For a while there has been more buzz about the term "Alpha N". I have seen various descriptions and interpretations of what most believe this is about. Without going into great depths about the technical aspects, I thought about writing a brief description of what it is and the impact it has on the E46 M3.
What is Alpha N?
Alpha N is the term used by the DME manufacturers to describe a mode of operation. Most German vechicles are designed with an Air Flow Sensor (aka MAF) to provide optimal driveability and clean emmissions control. Removing the MAF on most BMWs forces the DME to operate in Alpha N mode. Alpha N mode is not something that an aftermarket tuner has created. Alpha N mode is often regarded as a built-in safety mode for the engine should the MAF fail.
How does Alpha N work?
Most German vehicles DMEs use inputs from 1)Coolant temp sensor 2)Crank sensor 3) MAF and 4) O2 sensors to control the clean and efficient operation of the motor. Should the DME loose one or more of these 4 critical sensors, the car will likely run poorly. If the MAF (a very critical input) were to fail, the Siemens MSS54 DME for the S54 M3 drops into Alpha N mode and uses the throttle position sensor to calculate the Mass of the air entering the combustion chamber. This is also know as "Speed Density Mode" ie get-you-home mode and the Check Engine Light will usually light up. The car may run well for the time being, but the S54 was designed to be run with an MAF for emmission and driveability reasons.
So what is the big deal if I want to pull out my MAF and just let the car run in Alpha N?
There are some consequences such as a check engine light, not as accurate fuel trimming and MAF calculations and increased emissions. Fuel Trimming is a major function of the DMEs fuel management system. It represents the actual addition or subtraction from the actual fuel mixture being setup by the DME.
Removing accurate fuel trimming and allowing fuel trimming to be calculated off the throttle position sensor instead of the MAF can have side effects on driveability characteristics such as throttle response, smooth part throttle and tip-in onto acceleration. In order to achieve factory-like driveability, fuel trimming based off MAF data is essential - which is why BMW use a MAF. Adding forced induction does not make it a neccessity to remove the MAF - just look at all the thousands of non-S54 BMW supercharger kits currently in use that all keep their MAFs and the dozens (close to 50 sold in 3 months) of VF-S54 supercharger owners.
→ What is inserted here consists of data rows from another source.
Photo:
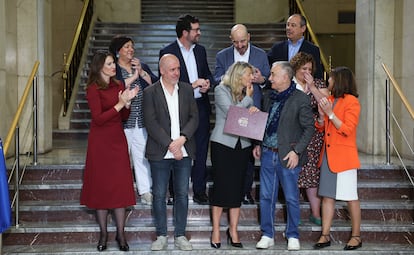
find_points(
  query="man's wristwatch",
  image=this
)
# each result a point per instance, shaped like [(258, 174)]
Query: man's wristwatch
[(297, 153)]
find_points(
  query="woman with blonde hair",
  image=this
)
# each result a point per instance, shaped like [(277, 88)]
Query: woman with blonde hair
[(230, 153)]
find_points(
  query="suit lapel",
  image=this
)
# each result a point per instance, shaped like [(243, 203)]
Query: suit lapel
[(160, 95), (183, 67)]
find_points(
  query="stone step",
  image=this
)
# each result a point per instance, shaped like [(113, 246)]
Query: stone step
[(204, 249), (69, 171), (66, 210), (198, 231), (70, 190)]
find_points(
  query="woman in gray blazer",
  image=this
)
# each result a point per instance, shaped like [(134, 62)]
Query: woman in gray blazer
[(230, 153)]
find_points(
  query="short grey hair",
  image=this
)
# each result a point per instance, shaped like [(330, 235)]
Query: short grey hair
[(286, 67)]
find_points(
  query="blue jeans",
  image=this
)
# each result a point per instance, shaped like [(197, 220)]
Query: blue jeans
[(271, 174), (160, 171)]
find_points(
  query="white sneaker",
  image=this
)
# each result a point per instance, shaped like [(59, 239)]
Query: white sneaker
[(293, 244), (183, 244), (159, 244), (146, 198), (265, 242)]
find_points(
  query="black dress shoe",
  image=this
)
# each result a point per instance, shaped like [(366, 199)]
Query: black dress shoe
[(318, 246), (215, 245), (102, 243), (354, 247), (230, 240), (101, 247), (122, 247), (201, 199)]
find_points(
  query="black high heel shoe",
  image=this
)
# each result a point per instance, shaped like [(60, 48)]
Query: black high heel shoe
[(230, 240), (122, 247), (318, 246), (214, 245), (354, 247), (102, 244)]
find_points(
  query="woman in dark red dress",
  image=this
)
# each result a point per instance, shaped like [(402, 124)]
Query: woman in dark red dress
[(107, 181)]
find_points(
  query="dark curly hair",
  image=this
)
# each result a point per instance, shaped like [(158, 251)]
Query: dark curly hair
[(344, 82)]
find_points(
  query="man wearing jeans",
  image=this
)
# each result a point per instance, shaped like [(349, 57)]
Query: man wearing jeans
[(289, 129), (171, 119)]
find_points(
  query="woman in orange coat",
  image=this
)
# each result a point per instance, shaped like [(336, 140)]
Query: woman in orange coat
[(339, 117)]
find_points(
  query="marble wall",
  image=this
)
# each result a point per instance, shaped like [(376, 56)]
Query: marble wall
[(384, 35), (260, 11)]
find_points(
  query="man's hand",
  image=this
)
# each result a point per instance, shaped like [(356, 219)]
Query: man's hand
[(257, 151), (175, 147), (292, 158)]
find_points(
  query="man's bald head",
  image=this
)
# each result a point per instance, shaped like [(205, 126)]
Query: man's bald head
[(240, 38)]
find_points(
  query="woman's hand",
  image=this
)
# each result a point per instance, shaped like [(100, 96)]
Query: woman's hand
[(257, 151), (249, 90), (253, 109), (310, 83), (326, 106)]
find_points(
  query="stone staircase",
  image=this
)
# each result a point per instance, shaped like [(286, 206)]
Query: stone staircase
[(53, 222), (51, 218)]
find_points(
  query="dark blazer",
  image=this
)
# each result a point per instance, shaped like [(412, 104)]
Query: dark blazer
[(296, 124), (158, 123), (202, 66), (279, 52), (257, 58)]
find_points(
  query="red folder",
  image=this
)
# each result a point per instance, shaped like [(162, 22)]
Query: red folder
[(242, 123)]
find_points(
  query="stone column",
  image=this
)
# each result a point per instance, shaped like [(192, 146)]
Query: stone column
[(34, 43), (374, 44)]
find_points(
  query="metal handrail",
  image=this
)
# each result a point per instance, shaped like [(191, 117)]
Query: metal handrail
[(313, 36), (388, 114), (20, 107), (14, 131), (399, 91), (72, 60)]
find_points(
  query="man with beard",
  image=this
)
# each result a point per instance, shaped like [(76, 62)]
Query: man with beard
[(171, 118), (194, 70), (243, 50), (285, 50)]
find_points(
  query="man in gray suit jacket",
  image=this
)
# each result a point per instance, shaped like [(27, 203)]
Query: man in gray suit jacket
[(289, 129), (171, 119), (243, 50)]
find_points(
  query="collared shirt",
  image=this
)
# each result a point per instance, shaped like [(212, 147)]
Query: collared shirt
[(174, 111), (136, 116), (299, 87), (293, 49), (271, 140), (244, 57), (191, 65)]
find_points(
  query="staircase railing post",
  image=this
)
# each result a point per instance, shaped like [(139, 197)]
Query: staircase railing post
[(387, 122), (35, 120), (16, 177)]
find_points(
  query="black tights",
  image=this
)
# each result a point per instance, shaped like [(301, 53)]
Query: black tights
[(102, 217)]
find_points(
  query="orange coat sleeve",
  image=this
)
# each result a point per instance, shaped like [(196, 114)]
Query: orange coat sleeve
[(340, 144)]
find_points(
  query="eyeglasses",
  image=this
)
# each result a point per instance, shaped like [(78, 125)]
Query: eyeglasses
[(241, 41)]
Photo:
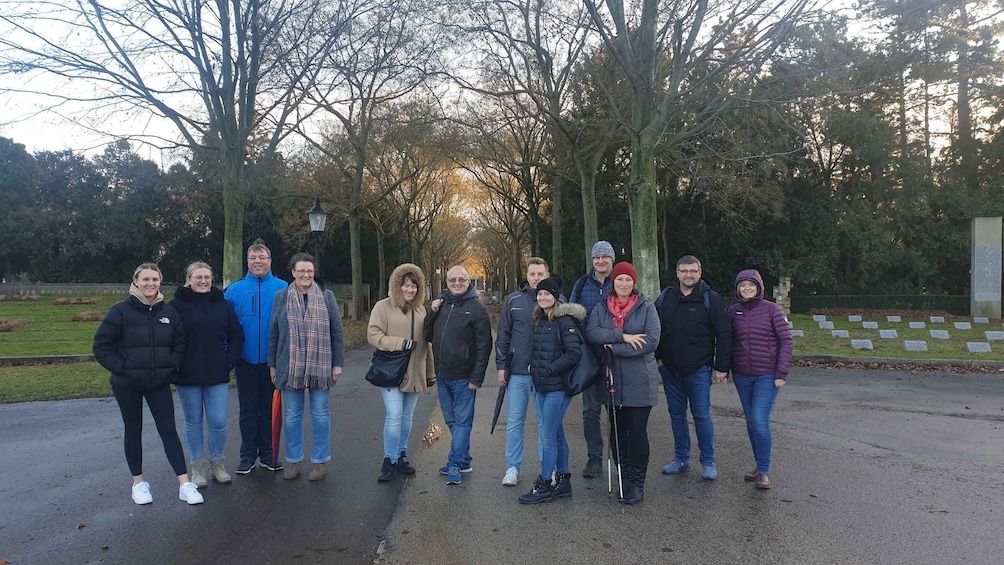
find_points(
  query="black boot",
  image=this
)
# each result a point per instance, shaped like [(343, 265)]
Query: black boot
[(562, 485), (404, 466), (387, 471), (541, 492)]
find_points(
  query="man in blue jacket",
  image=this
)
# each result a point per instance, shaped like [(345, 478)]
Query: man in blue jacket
[(591, 289), (252, 298)]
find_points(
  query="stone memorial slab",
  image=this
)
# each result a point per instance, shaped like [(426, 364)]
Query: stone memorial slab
[(978, 346)]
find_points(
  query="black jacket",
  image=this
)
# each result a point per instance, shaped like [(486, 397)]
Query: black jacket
[(461, 336), (143, 346), (693, 335), (557, 347), (213, 337)]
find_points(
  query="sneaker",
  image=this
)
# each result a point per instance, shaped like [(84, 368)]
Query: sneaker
[(190, 494), (453, 475), (318, 472), (199, 473), (676, 466), (511, 478), (710, 473), (141, 493)]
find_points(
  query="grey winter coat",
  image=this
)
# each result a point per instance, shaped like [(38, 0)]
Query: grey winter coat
[(636, 375)]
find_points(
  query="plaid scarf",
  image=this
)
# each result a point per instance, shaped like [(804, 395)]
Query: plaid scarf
[(309, 339)]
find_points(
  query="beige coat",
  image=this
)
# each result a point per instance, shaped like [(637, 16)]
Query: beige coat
[(389, 327)]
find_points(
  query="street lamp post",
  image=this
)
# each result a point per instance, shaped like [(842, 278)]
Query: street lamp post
[(318, 218)]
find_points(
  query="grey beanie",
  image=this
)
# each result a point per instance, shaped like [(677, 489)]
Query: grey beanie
[(602, 249)]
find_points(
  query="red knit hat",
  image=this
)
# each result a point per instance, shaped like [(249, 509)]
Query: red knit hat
[(623, 268)]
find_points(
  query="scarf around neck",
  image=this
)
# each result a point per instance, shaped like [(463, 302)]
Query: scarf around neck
[(619, 308), (309, 339)]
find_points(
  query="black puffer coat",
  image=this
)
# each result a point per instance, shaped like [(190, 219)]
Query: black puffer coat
[(556, 347), (143, 346), (213, 337)]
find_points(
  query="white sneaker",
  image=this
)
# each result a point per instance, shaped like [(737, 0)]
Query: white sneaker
[(141, 493), (190, 494), (511, 478)]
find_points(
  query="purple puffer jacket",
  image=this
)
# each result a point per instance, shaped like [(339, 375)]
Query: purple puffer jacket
[(761, 339)]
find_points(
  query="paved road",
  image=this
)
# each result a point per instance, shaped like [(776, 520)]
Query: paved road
[(62, 466)]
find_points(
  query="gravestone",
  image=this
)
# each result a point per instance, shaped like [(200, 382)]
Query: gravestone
[(985, 269)]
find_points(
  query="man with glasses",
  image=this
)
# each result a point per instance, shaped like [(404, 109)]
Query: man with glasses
[(461, 335), (694, 350), (252, 298)]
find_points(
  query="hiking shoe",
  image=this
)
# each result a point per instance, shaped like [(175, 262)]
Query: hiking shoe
[(199, 473), (710, 473), (190, 494), (542, 491), (141, 493), (219, 472), (245, 467), (453, 475), (387, 471), (404, 466), (292, 471), (676, 466)]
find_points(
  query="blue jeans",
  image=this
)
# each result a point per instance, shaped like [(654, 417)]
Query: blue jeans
[(519, 389), (694, 388), (320, 425), (457, 402), (554, 448), (215, 398), (400, 408), (757, 394)]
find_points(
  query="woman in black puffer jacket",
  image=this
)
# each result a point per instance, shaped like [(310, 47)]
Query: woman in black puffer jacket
[(556, 350), (142, 342)]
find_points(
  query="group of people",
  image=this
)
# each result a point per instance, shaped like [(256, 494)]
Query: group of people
[(288, 337), (273, 335)]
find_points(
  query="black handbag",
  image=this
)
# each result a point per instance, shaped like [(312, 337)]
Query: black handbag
[(388, 368)]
The code in the DME can be deleted so that the check engine light does not come on. The code in the DME can also be changed so that the DME does not use its fuel trimming features etc. However all of the forementioned requires altering emmissions and OBD2 programming characteristics of the DME and this is not taken too well by the authorities if you plan to drive your car on public roads. Additionally and possibly more importantly to the performance enthusiast, the functionality and intelligence of the DME is reduced and limited if sections of code are deleted from the DME.
If you are uncertain about Alpha-N ask your BMW service advisor if they could have a technician explain it to you briefly the next time you are the dealer. Or better still maybe there some BMW techs reading who can chime in :thumbsup:
All in all, the aftermarket FI systems for BMWs are extremly challenging to create if one chooses to retain the original parameters of the car. Running the S54 in Alpha-N may work well in certain circumstances, but VF-Engineering S54 supercharger systems are tuned by GIAC to retain the use of the Bosch MAF sensor
for optimal driveability and for the purpose of becoming emmissions legal.